As the drinking got serious, so did the conversation as I drifted into a story that had come to symbolize the defining years of my life. In November, 1969, during The March of Death--an anti-war demonstration of 500,000 people in Washington, D.C.--I had been a low-level officer, training marshals, helping with communications, doing this and that, anything to be part of what turned out to be the largest demonstration against the Vietnam War. I rambled on to my friend, explained how exhilarating it had been to be among like-minded people who had come from around the country for a shared purpose; but I also recalled in detail the sad, sorrowful events that filled the three day event, including the testimonials of weeping mothers and wives of sons and husbands never to return.
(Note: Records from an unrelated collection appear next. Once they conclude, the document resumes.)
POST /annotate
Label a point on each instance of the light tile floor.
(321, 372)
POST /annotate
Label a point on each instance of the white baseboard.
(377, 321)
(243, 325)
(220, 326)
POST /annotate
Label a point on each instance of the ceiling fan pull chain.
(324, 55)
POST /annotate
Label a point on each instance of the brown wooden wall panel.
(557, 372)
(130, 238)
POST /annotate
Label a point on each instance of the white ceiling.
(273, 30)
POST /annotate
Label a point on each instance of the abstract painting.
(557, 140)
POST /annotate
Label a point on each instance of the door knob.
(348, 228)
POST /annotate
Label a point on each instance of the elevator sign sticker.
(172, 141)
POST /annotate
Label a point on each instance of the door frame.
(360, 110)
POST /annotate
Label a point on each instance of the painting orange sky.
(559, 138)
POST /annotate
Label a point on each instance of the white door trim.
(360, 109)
My friend was a patient listener. He ignored my hard-edged political narrative in favor of telling a story, his story actually. He had graduated from college in 1969, the year of some 3,000 antiwar demonstrations, including The March of Death, but those activities had no appeal to him. At that time he felt blessed, having been raised by good parents, educated at college, and living in a country he held dear as the greatest in the world. Uncertain what to do after graduation, he decided he should do something to show his thankfulness, to return some of the bounty he had been given, so he enlisted in the army and volunteered for service in Vietnam.

As I listened, I felt rebuked, thought he was defining patriotism in the narrowest way to suggest that following the government was the single, true path to responsible citizenship. But I was wrong. His was not a war story. It was a story about character. As he continued, he spoke of his experiences of the 60s and 70s that had caused him to make the choices he had: a belief in the promise of his country, a need to be take responsibility for its action, a sense of obligation to make a mark on behalf of the public good before setting out to make a mark for himself.
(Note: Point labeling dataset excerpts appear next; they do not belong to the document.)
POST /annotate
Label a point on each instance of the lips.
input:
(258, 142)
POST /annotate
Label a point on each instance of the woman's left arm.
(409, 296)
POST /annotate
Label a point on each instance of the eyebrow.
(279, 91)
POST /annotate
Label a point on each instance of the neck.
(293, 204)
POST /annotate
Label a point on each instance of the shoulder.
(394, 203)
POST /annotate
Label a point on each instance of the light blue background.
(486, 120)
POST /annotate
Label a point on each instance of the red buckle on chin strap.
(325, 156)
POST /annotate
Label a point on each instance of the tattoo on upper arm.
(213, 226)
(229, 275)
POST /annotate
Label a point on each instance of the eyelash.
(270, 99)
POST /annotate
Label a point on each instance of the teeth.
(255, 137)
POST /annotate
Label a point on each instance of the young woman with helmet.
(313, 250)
I pulled away from feeling scolded, and as we drank and talked we agreed that the same impulses, the same feelings of duty, the same need to act for the common interest that sent him into the army had sent me into the streets on behalf of civil rights and in opposition to the war. And that our very different experiences in those worrisome times had defined our lives in very similar ways, giving back to us more than we could have ever imagined: a since of community in an alienating world, a gift of being part of something larger than ourselves, and an understanding that a rich and full life must transcend personal glory and gratification. Those times, we agreed, more than any other, had defined us, had given us the values and ideals by which we judged our world and our place in it.

I trust the message of this lengthy narrative is obvious: during this time of redefining America, find something that moves you, join the cause, give of yourself, enlist in a purpose for the national good--it will reward you in ways you cannot imagine.

Dr. Huesos is an unrepentant New Leftist who rebuilds old Harleys.